«Bisogna ricostruire» il «patto educativo tra scuola, famiglia e giovani » che «si è rotto». È il richiamo che giunge da papa Francesco nell’udienza al gruppo di Chierici regolari poveri della Madre di Dio delle scuole pie, conosciuti comunemente come scolopi. Durante l’udienza di venerdì mattinata nella Sala Clementina del Palazzo Apostolico, il Pontefice parla di educazione a braccio e in spagnolo.
«Educare in questo momento è una cosa molto seria» ed «è una grande sfida», afferma. Francesco chiede di coinvolgere «necessariamente la famiglia » che nell’educazione «non può essere assente». «È vero – prosegue – che ci sono famiglie distrutte, ma nei ragazzi si possono ricomporre molte cose». Poi il riferimento ai docenti. Occorre «contribuire al riconoscimento degli insegnanti che danno la vita e che in molti Paesi sono quelli peggio pagati. Ci sono insegnanti che devono fare il doppio turno per poter avere uno stipendio dignitoso». Francesco sollecita un «triplice dialogo»: dialogo tra la famiglia e i docenti, tra la famiglia, tra la scuola e i ragazzi.

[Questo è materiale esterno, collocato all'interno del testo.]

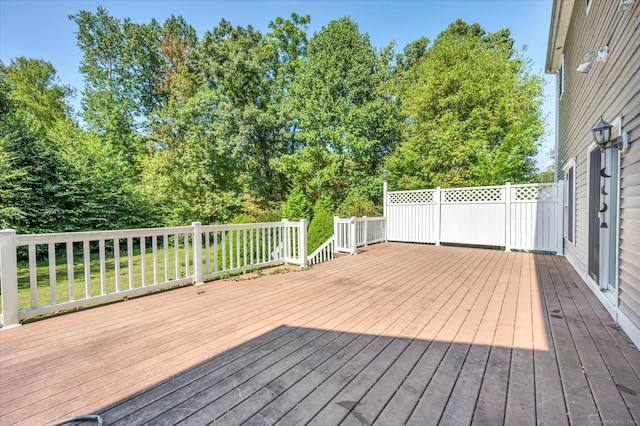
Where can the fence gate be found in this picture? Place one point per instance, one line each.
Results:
(525, 217)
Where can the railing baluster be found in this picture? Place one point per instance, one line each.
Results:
(165, 246)
(70, 271)
(206, 247)
(103, 271)
(244, 244)
(116, 262)
(216, 257)
(251, 245)
(143, 261)
(186, 256)
(224, 250)
(176, 255)
(33, 277)
(154, 248)
(130, 261)
(53, 296)
(86, 258)
(238, 265)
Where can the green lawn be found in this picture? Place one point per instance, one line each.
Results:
(43, 287)
(62, 281)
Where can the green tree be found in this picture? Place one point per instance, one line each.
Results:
(346, 116)
(122, 66)
(32, 177)
(321, 226)
(472, 111)
(297, 206)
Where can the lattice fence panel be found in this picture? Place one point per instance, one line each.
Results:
(534, 193)
(470, 195)
(411, 197)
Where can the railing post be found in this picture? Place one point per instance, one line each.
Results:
(507, 216)
(366, 230)
(302, 243)
(336, 234)
(385, 189)
(559, 218)
(437, 223)
(9, 278)
(353, 235)
(284, 239)
(197, 253)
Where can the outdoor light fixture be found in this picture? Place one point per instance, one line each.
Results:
(626, 4)
(590, 57)
(602, 136)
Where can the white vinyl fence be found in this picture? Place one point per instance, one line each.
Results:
(523, 217)
(356, 232)
(98, 267)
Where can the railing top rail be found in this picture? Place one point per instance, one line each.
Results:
(343, 220)
(519, 185)
(65, 237)
(370, 219)
(213, 228)
(411, 191)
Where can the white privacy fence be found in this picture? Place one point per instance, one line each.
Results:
(355, 232)
(524, 217)
(70, 270)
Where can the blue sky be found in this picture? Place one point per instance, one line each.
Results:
(41, 28)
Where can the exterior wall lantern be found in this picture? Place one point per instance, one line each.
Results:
(602, 136)
(592, 56)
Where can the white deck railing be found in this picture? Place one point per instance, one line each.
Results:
(70, 270)
(523, 217)
(323, 253)
(357, 232)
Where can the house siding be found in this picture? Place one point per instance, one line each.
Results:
(610, 89)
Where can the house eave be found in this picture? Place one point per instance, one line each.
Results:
(560, 19)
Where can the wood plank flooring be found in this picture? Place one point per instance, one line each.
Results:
(399, 334)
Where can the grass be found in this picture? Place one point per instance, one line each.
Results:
(43, 290)
(62, 290)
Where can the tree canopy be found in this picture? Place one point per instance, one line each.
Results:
(176, 127)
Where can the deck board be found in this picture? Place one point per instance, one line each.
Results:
(399, 334)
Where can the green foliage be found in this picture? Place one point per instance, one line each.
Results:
(177, 129)
(357, 205)
(347, 119)
(243, 218)
(297, 206)
(321, 226)
(473, 113)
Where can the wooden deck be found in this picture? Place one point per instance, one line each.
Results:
(399, 334)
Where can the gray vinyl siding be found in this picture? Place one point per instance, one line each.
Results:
(610, 89)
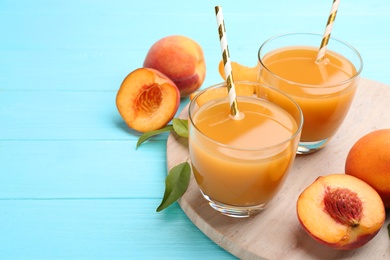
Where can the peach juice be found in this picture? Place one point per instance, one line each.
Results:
(323, 89)
(240, 164)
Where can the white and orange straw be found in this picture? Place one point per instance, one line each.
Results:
(328, 30)
(226, 62)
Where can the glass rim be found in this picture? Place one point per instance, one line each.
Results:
(353, 49)
(223, 84)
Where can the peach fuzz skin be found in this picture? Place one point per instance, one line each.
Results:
(181, 59)
(348, 227)
(147, 100)
(369, 160)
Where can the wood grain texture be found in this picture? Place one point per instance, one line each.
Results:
(276, 233)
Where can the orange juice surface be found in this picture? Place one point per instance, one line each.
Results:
(323, 90)
(236, 168)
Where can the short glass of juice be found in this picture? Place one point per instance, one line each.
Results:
(324, 89)
(241, 164)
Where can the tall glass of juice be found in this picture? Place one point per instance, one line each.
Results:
(240, 163)
(323, 88)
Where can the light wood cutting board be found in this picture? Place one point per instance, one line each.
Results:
(276, 233)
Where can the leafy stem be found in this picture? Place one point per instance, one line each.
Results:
(178, 178)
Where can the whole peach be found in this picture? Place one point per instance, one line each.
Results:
(369, 160)
(181, 59)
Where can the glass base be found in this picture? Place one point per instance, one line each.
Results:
(235, 211)
(311, 147)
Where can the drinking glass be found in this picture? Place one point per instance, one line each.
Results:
(324, 89)
(241, 164)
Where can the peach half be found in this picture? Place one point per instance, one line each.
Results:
(147, 100)
(340, 211)
(181, 59)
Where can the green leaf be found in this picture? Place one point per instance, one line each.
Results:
(176, 184)
(147, 135)
(180, 126)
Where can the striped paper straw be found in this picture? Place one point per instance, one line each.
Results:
(328, 30)
(226, 61)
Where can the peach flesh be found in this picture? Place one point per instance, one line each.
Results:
(355, 214)
(147, 100)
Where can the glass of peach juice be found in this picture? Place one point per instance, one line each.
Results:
(240, 163)
(323, 88)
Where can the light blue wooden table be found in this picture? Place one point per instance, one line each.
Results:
(72, 184)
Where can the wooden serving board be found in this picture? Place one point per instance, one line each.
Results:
(276, 233)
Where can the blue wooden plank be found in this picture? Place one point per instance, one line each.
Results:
(64, 115)
(100, 229)
(82, 169)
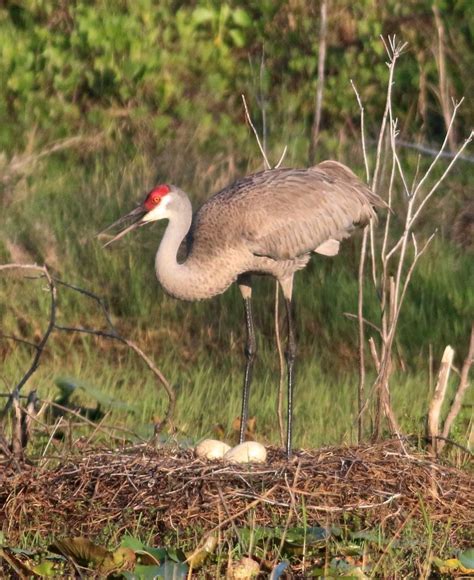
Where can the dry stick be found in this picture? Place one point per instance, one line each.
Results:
(291, 508)
(281, 360)
(443, 77)
(42, 343)
(360, 316)
(438, 398)
(320, 86)
(392, 540)
(250, 506)
(394, 51)
(17, 447)
(113, 334)
(361, 403)
(461, 391)
(365, 321)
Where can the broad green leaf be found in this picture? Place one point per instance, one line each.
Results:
(197, 558)
(46, 569)
(81, 550)
(167, 571)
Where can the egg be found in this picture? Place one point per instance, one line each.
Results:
(248, 452)
(211, 449)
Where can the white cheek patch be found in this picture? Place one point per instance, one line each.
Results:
(159, 212)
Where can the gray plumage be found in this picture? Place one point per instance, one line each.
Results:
(267, 223)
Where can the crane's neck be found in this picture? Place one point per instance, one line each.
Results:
(171, 274)
(201, 275)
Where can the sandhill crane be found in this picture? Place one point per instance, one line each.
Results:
(267, 223)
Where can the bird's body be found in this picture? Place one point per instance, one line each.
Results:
(267, 224)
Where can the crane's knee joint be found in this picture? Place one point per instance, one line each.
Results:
(250, 350)
(290, 353)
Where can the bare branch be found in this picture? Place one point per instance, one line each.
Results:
(320, 86)
(360, 316)
(441, 179)
(438, 397)
(283, 155)
(362, 131)
(461, 391)
(52, 320)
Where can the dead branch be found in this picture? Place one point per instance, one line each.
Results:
(42, 343)
(443, 75)
(112, 333)
(320, 87)
(438, 398)
(461, 391)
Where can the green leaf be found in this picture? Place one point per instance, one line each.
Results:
(46, 569)
(81, 550)
(201, 15)
(241, 18)
(167, 571)
(467, 559)
(238, 37)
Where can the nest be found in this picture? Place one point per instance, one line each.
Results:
(169, 489)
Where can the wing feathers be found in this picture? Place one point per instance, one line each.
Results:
(285, 213)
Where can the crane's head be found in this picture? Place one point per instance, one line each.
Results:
(154, 207)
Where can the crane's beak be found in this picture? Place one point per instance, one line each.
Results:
(127, 223)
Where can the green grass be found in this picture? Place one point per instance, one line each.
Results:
(199, 346)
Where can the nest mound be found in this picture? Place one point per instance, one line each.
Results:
(169, 489)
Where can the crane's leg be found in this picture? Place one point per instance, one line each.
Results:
(245, 287)
(287, 287)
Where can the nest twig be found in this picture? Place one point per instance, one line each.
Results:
(166, 489)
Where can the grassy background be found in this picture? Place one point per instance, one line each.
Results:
(199, 346)
(163, 105)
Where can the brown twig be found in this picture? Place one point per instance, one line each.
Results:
(461, 391)
(438, 397)
(42, 343)
(320, 86)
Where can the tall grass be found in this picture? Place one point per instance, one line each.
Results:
(199, 346)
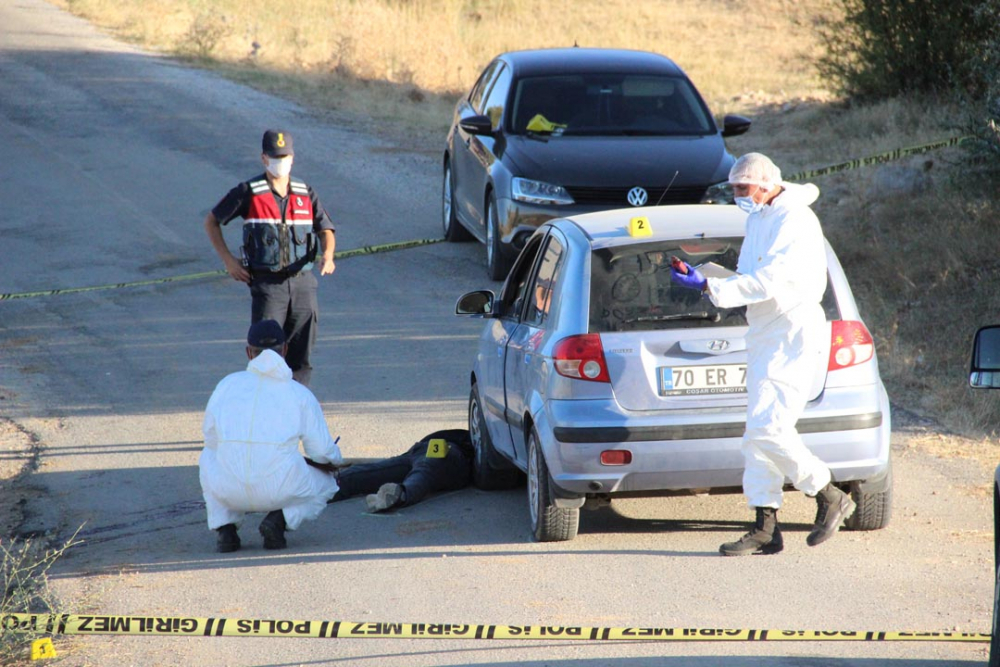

Quindi Bergoglio invita a «un’educazione completa». Serve «uscire dall’eredità che ci ha lasciato l’Illuminismo, ossia che educare significa riempire la testa di concetti ». Invece, avverte il Papa, «educare è far maturare la persona mediante i tre linguaggi: il linguaggio delle idee, il linguaggio del cuore e il linguaggio delle mani. Ci deve essere armonia tra loro, ossia i nostri studenti devono sentire quello che pensano e fare quello che pensano e sentono». E afferma: «Aggiungerei - il che è fondamentale oggi - che la gioventù va educata in movimento: la gioventù statica, oggi, non esiste, e se non la mettiamo in movimento noi, la metteranno in movimento mille cose, soprattutto i sistemi digitali, che rischiano, in questa “velocità liquida e gassosa” della nostra civiltà - ed è il terzo punto che voglio toccare - di togliere le radici ai ragazzi».
Secondo Francesco, «i ragazzi oggi crescono senza radici». O meglio, «le hanno ma non le fanno proprie», «non le lasciano crescere», «non le lasciano consolidare». Da qui l’urgenza di «rafforzare le radici ». Come? Facendo sì che «i giovani parlino con gli anziani», ad esempio promuovendo «il dialogo tra nonni e nipoti».